2002 yılında Hazinemizin toplam alım gücü 4.200.000.000  çeyrek altın  alım gücünde iken 2.400.000.000 çeyrek altın alım gücüne düşmüştür. Milletimiz ve devletimiz fakru zarurete sürüklenmiştir.

Yine altın temel alınırsa; Asgari ücretimiz ve tüm ücretlerimiz %50 azalmıştır

Anarşi kol gezmiştir. Milli reaksiyonlarımız biber gazı coplar TOMA larla silindir gibi ezilmiştir. Sadece 5 şehit Gezi parkı olaylarında verilmiştir.

Değerli AKP Milletvekilleri siz de en az size oy veremn AKP li yurttaşlarımız kadar  ve size oy vermeyen muhalifleriniz kadar vatanseversiniz. Vatansever milletsever yani milliyetçi olmak doğal bir olaydır Çünkü siz bu milletin evlatlarısınız ve bu vatanda yaşıyorsunuz. Onun için bu vatanın bölünmez bütünlüğünün , demokratik hukuk devletinin yanında olmak zorundasınız. Ettiğini ymin ve Anayasamızın size verdiği emir budur. Ayrıca söylemek zaittir ki; milletin mutluluğuna ilerlemesine engel olaylara karşı olmak zorundasınız. Açık bütçe ve enflasyon 1950 yılından bu yana dâhili ve harici bedhahların müştereken yürüttükleri bir Cumhuriyeti yıkma projesidir. Nereden çıkarıyoruz bu kadar ağır bir suçlamayı. DP 1950 de işe başladığı zaman da aynı şeylerle işe başladı. 1957 de seçimleri tekrar kazandı ama kıl payı kazandı. Menderes o seçim gecesinde şöyle dedi  “ Allah bir daha bana böyle bir gece göstermesin” Bir daha Allah ona öyle bir seçim gecesi göstermedi duası kabul oldu ama bir daha da seçim yapılamadı.  İşte öyle bir seçimden sonra kurulan 3. Menderes kabinesinin güvenoyu için 5 Aralık 1957 de TBMM de yapılan müzakerelerinde İsmet İnönü TBMM ne çıktı ve şunları söyledi:

-          Enflasyon politikası, iktidarın daha ilk yıllarından itibaren iktisadi bünyeyi süratle takatından düşürerek 1952 Sonbaharı başlarında memleketi tam manasıyla iflasa sürüklemiştir. Kelimeyi tartarak kullanıyoruz.

-          Kudretini enflasyondan almak isteyerek ayakta durmaya çalışan bir iktisadi politikanın sahibi hükümetin vücudu başlı başına amme itimadını( Güvenini) sarsan bir sebeptir.

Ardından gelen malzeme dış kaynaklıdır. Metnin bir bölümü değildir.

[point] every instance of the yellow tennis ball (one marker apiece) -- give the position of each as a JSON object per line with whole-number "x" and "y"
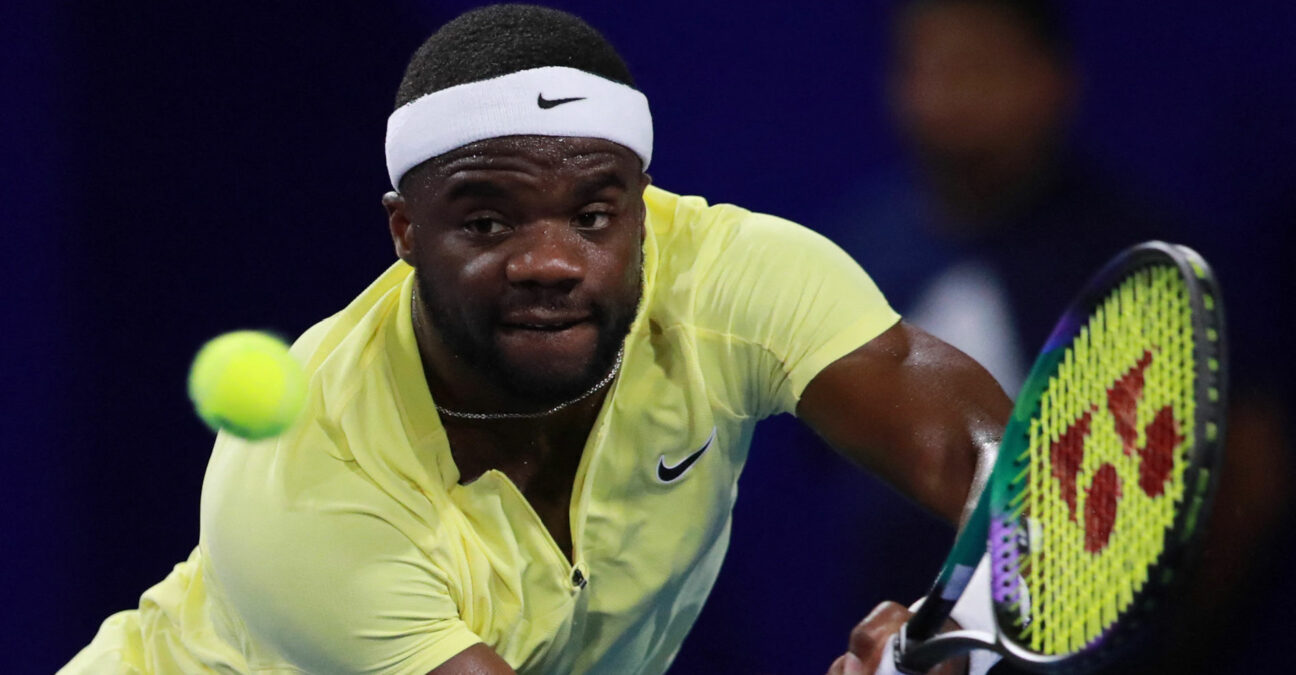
{"x": 248, "y": 384}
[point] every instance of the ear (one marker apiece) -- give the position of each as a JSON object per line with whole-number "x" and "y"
{"x": 399, "y": 226}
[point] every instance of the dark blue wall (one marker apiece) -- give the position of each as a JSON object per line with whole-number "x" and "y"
{"x": 173, "y": 172}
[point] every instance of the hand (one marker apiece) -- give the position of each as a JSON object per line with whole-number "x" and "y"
{"x": 870, "y": 644}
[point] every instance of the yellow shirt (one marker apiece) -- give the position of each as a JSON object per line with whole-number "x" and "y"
{"x": 349, "y": 546}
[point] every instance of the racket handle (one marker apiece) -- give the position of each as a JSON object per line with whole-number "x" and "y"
{"x": 931, "y": 614}
{"x": 924, "y": 656}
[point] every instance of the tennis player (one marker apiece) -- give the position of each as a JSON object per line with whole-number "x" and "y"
{"x": 524, "y": 438}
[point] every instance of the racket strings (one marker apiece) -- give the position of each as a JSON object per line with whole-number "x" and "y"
{"x": 1106, "y": 459}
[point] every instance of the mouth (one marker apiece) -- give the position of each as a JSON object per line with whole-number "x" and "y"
{"x": 543, "y": 321}
{"x": 544, "y": 328}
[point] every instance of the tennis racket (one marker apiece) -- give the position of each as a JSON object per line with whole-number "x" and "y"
{"x": 1104, "y": 476}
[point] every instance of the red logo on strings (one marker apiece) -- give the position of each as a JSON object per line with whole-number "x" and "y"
{"x": 1156, "y": 456}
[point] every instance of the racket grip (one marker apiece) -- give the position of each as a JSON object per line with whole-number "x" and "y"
{"x": 931, "y": 614}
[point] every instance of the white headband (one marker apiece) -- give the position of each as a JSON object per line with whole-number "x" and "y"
{"x": 543, "y": 101}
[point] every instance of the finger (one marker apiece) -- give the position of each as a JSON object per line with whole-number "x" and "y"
{"x": 871, "y": 636}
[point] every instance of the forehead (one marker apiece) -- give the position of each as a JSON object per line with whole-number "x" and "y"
{"x": 534, "y": 156}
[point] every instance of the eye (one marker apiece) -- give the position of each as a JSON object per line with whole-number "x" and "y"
{"x": 485, "y": 226}
{"x": 592, "y": 220}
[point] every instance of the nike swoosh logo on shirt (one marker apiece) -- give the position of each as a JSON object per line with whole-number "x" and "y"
{"x": 669, "y": 474}
{"x": 547, "y": 102}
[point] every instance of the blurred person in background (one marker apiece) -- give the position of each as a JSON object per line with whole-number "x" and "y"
{"x": 999, "y": 219}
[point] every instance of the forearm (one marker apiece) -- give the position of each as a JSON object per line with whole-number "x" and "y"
{"x": 915, "y": 411}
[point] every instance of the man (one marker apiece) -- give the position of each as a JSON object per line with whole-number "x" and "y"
{"x": 522, "y": 439}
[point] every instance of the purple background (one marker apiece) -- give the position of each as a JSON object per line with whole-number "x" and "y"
{"x": 173, "y": 172}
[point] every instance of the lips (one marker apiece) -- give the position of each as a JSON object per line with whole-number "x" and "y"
{"x": 546, "y": 321}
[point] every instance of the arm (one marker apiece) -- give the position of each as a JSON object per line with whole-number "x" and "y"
{"x": 477, "y": 660}
{"x": 916, "y": 412}
{"x": 927, "y": 419}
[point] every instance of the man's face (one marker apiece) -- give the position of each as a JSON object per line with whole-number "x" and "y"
{"x": 529, "y": 258}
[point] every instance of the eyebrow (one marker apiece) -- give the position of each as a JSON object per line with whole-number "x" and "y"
{"x": 476, "y": 188}
{"x": 605, "y": 179}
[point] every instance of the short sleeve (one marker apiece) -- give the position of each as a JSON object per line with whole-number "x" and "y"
{"x": 319, "y": 577}
{"x": 788, "y": 302}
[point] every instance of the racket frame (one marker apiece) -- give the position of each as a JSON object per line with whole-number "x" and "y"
{"x": 919, "y": 648}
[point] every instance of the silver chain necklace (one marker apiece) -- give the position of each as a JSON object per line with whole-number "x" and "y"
{"x": 607, "y": 378}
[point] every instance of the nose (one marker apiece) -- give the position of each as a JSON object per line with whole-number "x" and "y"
{"x": 547, "y": 254}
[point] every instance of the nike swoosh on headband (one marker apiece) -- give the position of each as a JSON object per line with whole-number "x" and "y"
{"x": 669, "y": 474}
{"x": 547, "y": 102}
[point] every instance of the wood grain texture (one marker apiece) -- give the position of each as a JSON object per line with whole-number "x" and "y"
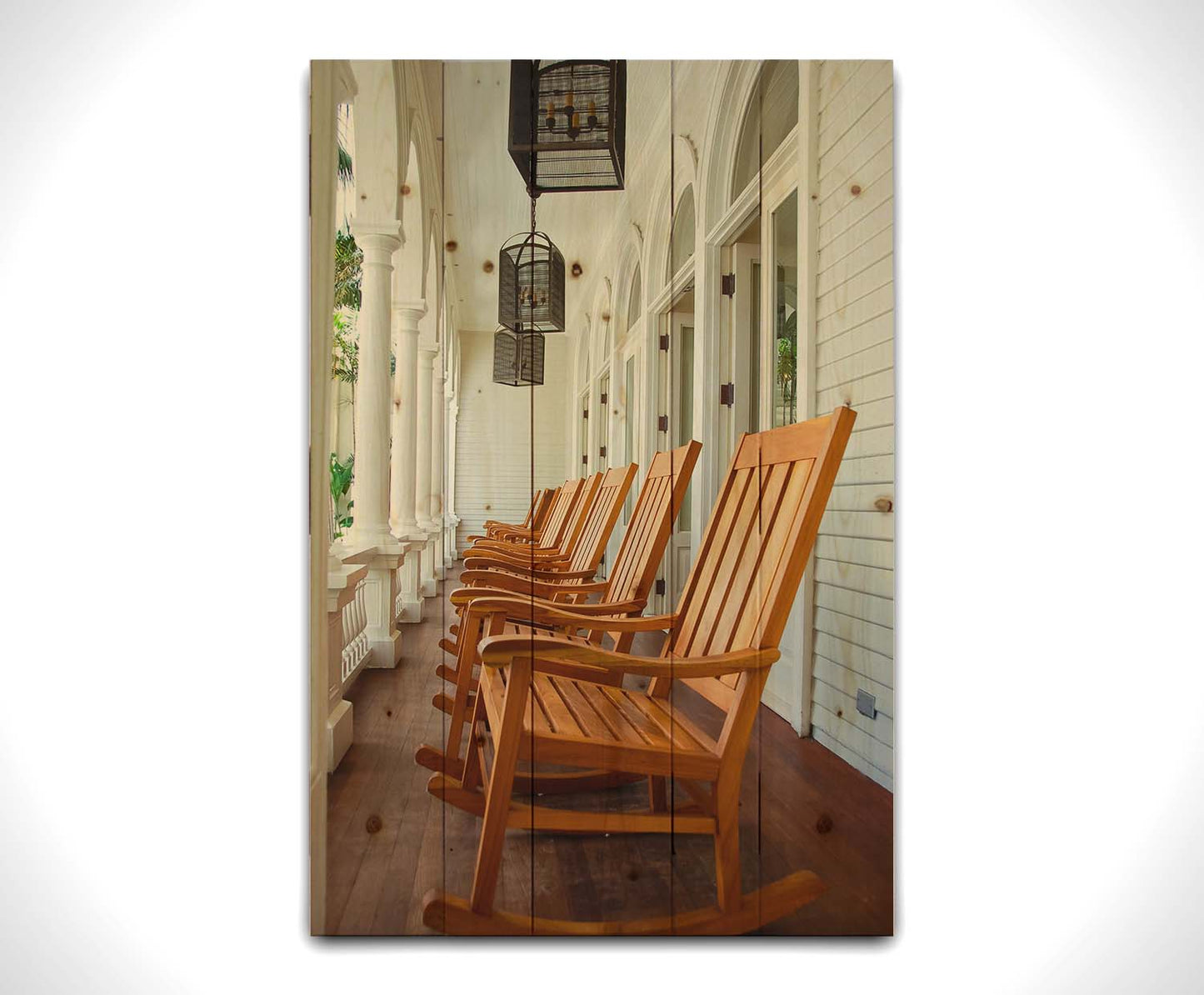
{"x": 377, "y": 881}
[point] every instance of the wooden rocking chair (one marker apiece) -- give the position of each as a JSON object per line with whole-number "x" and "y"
{"x": 592, "y": 534}
{"x": 541, "y": 502}
{"x": 559, "y": 519}
{"x": 624, "y": 592}
{"x": 582, "y": 562}
{"x": 547, "y": 699}
{"x": 557, "y": 538}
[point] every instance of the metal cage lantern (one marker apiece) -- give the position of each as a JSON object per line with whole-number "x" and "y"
{"x": 518, "y": 359}
{"x": 531, "y": 284}
{"x": 568, "y": 123}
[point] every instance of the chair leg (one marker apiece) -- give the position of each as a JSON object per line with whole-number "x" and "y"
{"x": 465, "y": 662}
{"x": 657, "y": 799}
{"x": 472, "y": 772}
{"x": 507, "y": 741}
{"x": 727, "y": 841}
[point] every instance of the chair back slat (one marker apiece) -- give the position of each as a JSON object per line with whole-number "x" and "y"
{"x": 581, "y": 513}
{"x": 652, "y": 522}
{"x": 757, "y": 542}
{"x": 530, "y": 514}
{"x": 602, "y": 514}
{"x": 559, "y": 516}
{"x": 543, "y": 505}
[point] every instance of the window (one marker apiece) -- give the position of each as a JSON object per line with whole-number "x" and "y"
{"x": 682, "y": 240}
{"x": 774, "y": 102}
{"x": 629, "y": 427}
{"x": 785, "y": 312}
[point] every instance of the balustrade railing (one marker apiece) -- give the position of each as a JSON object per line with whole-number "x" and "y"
{"x": 355, "y": 638}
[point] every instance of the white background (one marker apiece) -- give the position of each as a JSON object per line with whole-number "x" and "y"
{"x": 153, "y": 278}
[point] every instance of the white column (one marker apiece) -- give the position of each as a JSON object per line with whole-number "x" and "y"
{"x": 401, "y": 491}
{"x": 378, "y": 240}
{"x": 402, "y": 505}
{"x": 422, "y": 475}
{"x": 422, "y": 470}
{"x": 438, "y": 405}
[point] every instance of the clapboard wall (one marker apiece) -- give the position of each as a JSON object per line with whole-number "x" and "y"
{"x": 854, "y": 575}
{"x": 492, "y": 443}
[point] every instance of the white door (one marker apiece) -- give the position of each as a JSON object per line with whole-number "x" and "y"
{"x": 739, "y": 348}
{"x": 782, "y": 405}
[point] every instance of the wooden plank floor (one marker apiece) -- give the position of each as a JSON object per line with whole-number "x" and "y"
{"x": 802, "y": 808}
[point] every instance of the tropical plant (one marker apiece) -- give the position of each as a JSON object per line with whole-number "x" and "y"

-          Tabidir ki Menderes ve hükümeti İsmet İnönü’nün söylediklerine kulak asmadı. Açık bütçeye ve enflasyona harici bedhahlara uyarak devam etti. Bu gelişmeler sonunda“Milli reaksiyonlar” oluştu ve geldik 26 Nisan 1960 tarihine.  Üniversiteler  ayakta millet endişe içinde İsmet İnönü tekrar kürsüde. Diyor ki: “ Biz demokratik rejim dedik. Demokrattık rejim kurulmuştur. Demokrattık rejim istikametinden ayrılıp baskı rejimine götürmek tehlikeli bir şeydir.” Gerisini hepiniz biliyorsunuz. Açık bütçe ile yola devam etmek demokrasiye ihanettir. İnsan haklarına ihanettir. Cumhuriyetimizi adım adım yıkmaktır. “ Durmak yok yola devam diyorsunuz.” Gittiğiniz yol milli bir yol değildir.Harici bedhahların önerdiği   temeli yüksek Türk kültürü ve Türk kahramanlığı olan milletimizin en büyük eseri Cumhuriyeti yıkma yoludur.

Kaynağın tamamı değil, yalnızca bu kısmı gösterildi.